Support vector machines select a small number of critical boundary instances called support vectors from each class and build a linear discriminant function that separates them as widely as possible. This instance-based approach transcends the limitations of linear boundaries by making it practical to include extra nonlinear terms in the function, making it possible to form quadratic, cubic, and higher-order decision boundaries.

SVM’s are based on an algorithm that finds a special kind of linear model: the maximum-margin hyperplane. The maximum-margin hyperplane is the one that gives the greatest separation between the classes—it comes no closer to either than it has to.

Using a mathematical transformation, it moves the original data set into a new mathematical space in which the decision boundary is easy to describe.
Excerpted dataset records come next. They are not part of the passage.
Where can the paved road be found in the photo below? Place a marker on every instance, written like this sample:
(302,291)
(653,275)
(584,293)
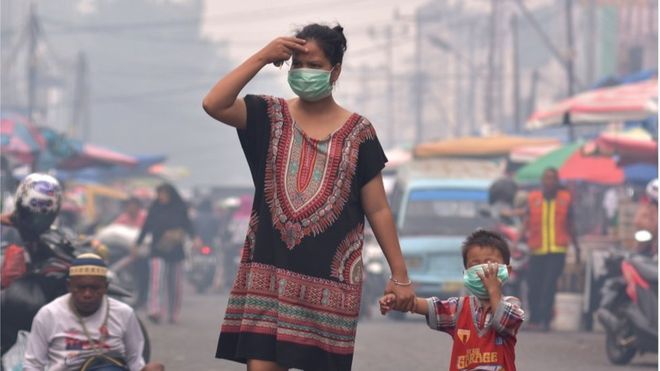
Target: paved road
(381,344)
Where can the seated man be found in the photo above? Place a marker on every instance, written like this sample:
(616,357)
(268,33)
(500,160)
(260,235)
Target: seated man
(86,329)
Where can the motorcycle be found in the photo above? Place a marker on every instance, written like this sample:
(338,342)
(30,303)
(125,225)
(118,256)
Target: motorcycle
(202,264)
(629,306)
(45,279)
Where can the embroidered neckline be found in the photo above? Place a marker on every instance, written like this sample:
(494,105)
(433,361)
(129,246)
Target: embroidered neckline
(348,122)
Because this transformation depends only on a simple computation involving “kernels,” this technique is called the kernel trick. kernel can be set to one of four values: linear, polynomial, radial and sigmoid.

SVMs were developed by Cortes & Vapnik (1995) for binary classification.

**Class separation**: We are looking for the optimal separating hyperplane between the two classes by maximizing the margin between the classes’ closest points |the points lying on the boundaries are called support vectors, and the middle of the margin is our optimal separating hyperplane.

**Overlapping classes**: Data points on the “wrong” side of the discriminant margin are weighted down to reduce their influence ( “soft margin” ).

**Nonlinearity**: when we cannot find a linear separator, data points are projected into an (usually) higher-dimensional space where the data points effectively become linearly separable (this projection is realised via kernel techniques ).

Problem solution: the whole task can be formulated as a quadratic optimization problem which can be solved by known techniques.

A program able to perform all these tasks is called a Support Vector Machine.